I think that these are all achievable goals. In fact, I know they are because they've been achieved in various other nations to some greater or lesser degree. Others almost certainly disagree and I'm happy to discuss other visions.

Those are concrete and achievable goals and it can be done by law. We cannot and should not aspire to mandate how people feel about queers. ALL we can do is make it illegal to treat queer people as something other than human beings and citizens, fully deserving of the protection of the law. The Civil Rights Movement did not flip a switch and America became a land of racial harmony. It isn't a land of racial harmony *now*. But it did make it illegal to refuse to hire someone because they were black. It did make it illegal to refuse to sell a home to a couple that could afford it because they were black. It did not require proprietors of hotels to love the black family that pulled up to rent a room, it did require them to rent us the room. First the barriers were removed and then the social change happened.

I believe that something similar will happen with queer people over the course of our lifetime. Ironically, I am about the same age as my parents were when the Civil Rights and Voting Rights act were passed. I am a year younger than they were when the SCOTUS handed down the Loving decision. The year after that--the year Bobby Kennedy and Martin were gunned down--my parents voted for the very first time. That was 1968. My mother died Memorial Day of 2007. She missed the election of the first black President by 15 months. The year my mother was born, black people were still routinely being lynched in the South. One lifetime. 1922 - 2007 and she *almost* saw a black POTUS. Almost.

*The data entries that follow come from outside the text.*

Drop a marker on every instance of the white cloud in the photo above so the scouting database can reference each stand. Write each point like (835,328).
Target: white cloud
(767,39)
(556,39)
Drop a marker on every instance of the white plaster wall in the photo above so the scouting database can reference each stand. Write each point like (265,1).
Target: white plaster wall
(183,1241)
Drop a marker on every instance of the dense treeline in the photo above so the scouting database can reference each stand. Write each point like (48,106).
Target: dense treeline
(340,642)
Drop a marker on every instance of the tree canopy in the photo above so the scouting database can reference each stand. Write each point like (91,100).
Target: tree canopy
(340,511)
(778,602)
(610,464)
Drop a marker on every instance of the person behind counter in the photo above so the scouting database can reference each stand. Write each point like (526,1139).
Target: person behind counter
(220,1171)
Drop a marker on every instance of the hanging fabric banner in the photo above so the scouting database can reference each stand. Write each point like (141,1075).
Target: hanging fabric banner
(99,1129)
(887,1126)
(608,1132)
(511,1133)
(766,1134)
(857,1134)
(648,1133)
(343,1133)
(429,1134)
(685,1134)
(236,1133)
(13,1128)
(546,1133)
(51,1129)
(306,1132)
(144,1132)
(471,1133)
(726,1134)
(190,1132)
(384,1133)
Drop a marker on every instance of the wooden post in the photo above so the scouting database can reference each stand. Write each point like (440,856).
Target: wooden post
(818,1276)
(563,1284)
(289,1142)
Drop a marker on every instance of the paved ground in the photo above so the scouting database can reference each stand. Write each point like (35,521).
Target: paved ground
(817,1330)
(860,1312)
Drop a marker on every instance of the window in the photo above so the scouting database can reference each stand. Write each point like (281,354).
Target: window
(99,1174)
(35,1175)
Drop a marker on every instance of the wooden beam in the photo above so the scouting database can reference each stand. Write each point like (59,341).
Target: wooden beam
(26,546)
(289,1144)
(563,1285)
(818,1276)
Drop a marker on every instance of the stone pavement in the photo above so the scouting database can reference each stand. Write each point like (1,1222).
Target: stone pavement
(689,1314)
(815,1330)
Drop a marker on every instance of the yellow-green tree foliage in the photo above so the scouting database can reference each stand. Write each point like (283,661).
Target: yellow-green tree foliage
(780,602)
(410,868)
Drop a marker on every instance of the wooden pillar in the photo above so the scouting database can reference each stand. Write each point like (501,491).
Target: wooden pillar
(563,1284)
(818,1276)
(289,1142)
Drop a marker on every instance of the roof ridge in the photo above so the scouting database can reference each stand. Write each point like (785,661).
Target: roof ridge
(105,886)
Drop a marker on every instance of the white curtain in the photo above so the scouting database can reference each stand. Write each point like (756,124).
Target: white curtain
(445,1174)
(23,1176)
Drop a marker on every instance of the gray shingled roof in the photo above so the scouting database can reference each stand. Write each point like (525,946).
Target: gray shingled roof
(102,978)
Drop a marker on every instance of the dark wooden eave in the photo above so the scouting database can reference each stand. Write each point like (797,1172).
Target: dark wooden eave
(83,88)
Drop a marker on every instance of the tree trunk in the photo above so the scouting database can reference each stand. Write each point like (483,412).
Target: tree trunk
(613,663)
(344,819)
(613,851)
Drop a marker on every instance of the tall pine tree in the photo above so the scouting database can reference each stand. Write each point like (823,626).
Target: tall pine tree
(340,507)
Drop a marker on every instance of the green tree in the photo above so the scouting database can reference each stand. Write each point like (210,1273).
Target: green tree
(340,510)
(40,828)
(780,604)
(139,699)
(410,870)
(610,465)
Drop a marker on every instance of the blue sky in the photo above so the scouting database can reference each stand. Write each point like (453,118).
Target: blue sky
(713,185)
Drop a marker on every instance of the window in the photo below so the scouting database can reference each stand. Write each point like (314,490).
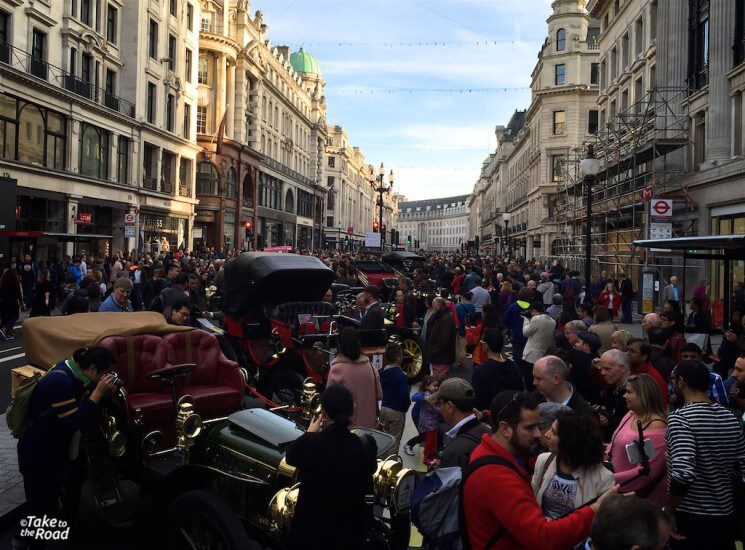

I was born two years before Stonewall. While I would like to live to see 2100, I most likely will shuffle off this mortal coil sometime in the 2050s or 2060s. If I’m lucky I may even see the 2070s or 2080s. In that time, I expect that we will see one or perhaps both of the following: The inauguration of a President who, in her victory speech, says "I want to thank my mothers, Jane and Alice..." and/or the inauguration of a President who, while she takes the oath of office, is accompanied by her wife. I think I may live that long.

Why the Presidency? What's so special about that role? It's because of who the President is. In England, the Prime Minister is the head of government but the Queen is the head of state. In the United States, the President is the head of both the government and head of state. It is this latter role that makes the Presidency significant. The President is the person who, for the time they are in office, embodies the Nation. They are the face of the United States to the world. That is why Barack Obama's election was significant not just for the United States but was a signature event in world cultural history. Why? Because for the first time since there WAS a distinct civilization that could be called the West, a white majority nation elected a non-white person as its embodiment. Having a woman President will be a big deal for us but it will not have significant ramifications outside the United States because other states have already had women as head of either government or state or both. Having a gay President will be a big deal for us because it will mean that America--which is largely not queer--will have decided that a gay man or lesbian will do a good job as the embodiment of the nation.

That's a long road, I know but who would have thought, as Dr. King lay dying on a Memphis balcony, that forty years later another black man would become President? Certainly not my parents.